Borrell, formally the EU’s High Representative for Foreign Affairs and Security Policy, visited Jakarta for meetings with Indonesian officials, including a courtesy call on President Joko Widodo. He also met with Lim Jock Hoi, the secretary-general of the Association of Southeast Asian Nations (ASEAN).
“The history of mankind of the 21st century will be written in the Indo-Pacific area. We have to be aware of that,” he said during a joint press statement with Indonesian Foreign Minister Retno Marsudi yesterday. “We have to be aware that the center of gravity of the world is no longer in the middle of Europe; it is here in the Pacific, in the so-called Indo-Pacific.”
After acknowledging the bilateral tensions that have attached to the issue of Indonesian palm oil production (in particular, its environmental and social impacts), Borrell said that in a turbulent strategic environment, Jakarta and Brussels had good reasons to deepen their relationship on the basis of “prosperity, sustainability, and security.”
“We have to work together on all three points, taking into account the new distribution of power in the world, the confrontation, if I can say, between China and the U.S., and look for a place in order to avoid new geopolitical tensions,” Borrell said. On Twitter, Retno said that she was “looking forward to continue working together with the EU to enhance regional and global peace, stability, and prosperity.”
While Borrell did not mention China explicitly in his comments, his visit reflects both the EU’s mounting concerns about the rising Asian superpower, and the resulting European turn toward engagement with the “Indo-Pacific.” In May of last year, Borrell told a French newspaper that China is “systemic rival that seeks to promote an alternative model of governance,” and that European nations had been “a little naïve” in their engagements with it.
This has provided the spur to an expansion of the EU’s relations with ASEAN and its member states. In addition to brokering free trade agreements with Singapore and Vietnam, EU and ASEAN recently agreed to upgrade their relations to a Strategic Partnership.
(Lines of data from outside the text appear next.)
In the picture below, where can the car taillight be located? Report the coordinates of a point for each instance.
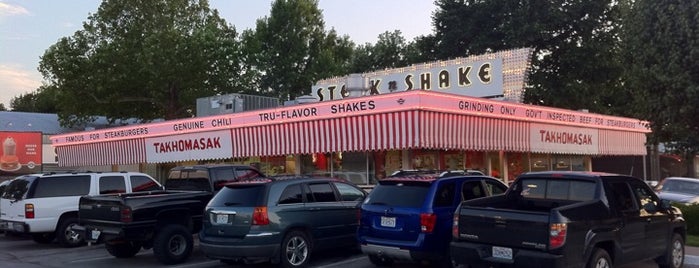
(557, 235)
(29, 211)
(455, 226)
(126, 215)
(427, 222)
(259, 216)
In April the European Council adopted an outline for an EU Strategy for Cooperation in the Indo-Pacific, which has an aim of “contributing to its stability, security, prosperity and sustainable development, based on the promotion of democracy, rule of law, human rights, and international law.”
Alongside Brussels’ efforts, individual EU members states including France, Germany, and Netherlands, as well as the post-Brexit United Kingdom, have formulated their own “Indo-Pacific” strategies, each reflecting a combination of economic interest and concern about increasing Chinese assertiveness.
During his stop in Indonesia, Borrell and Retno also discussed the ongoing political crisis in Myanmar, with the European official offering support for Jakarta’s efforts to drag ASEAN into a more active role in resolving the crisis. “I am very much sorry that the situation there is not solved, but if someone can help it is ASEAN, and inside ASEAN, Indonesia,” he said.
His comments came ahead of a visit to Myanmar this week by ASEAN Secretary-General Lim Jock Hoi and Erywan Yusof, the second minister for foreign affairs for Brunei, a trip that marks an important step forward for ASEAN, but also highlights the steps that the Southeast Asian bloc has been unable or unwilling to take.
On April 24, ASEAN convened a special Leaders Meeting to address to Myanmar crisis, establishing five points of consensus about the crisis in Myanmar. Since then, however, there has been little progress on any of the five points, especially on the lowest-hanging fruit: the appointment of a special envoy. This has come amid reports that ASEAN member states are divided on the best way of addressing the crisis in Myanmar.
During her portion of the joint press conference with Borrell yesterday, Retno appeared to give vent to her impatience with her fellow ASEAN members for the bloc’s slow progress. “The appointment of a special envoy must be immediately made and communication among all parties must start,” she said.
A similar urgency was expressed by the U.S. Deputy Secretary of State Wendy Sherman, who visited Jakarta on a regional tour on May 31. “There is no time to waste, as we all see the humanitarian crisis for the people in Burma,” she told reporters in Bangkok.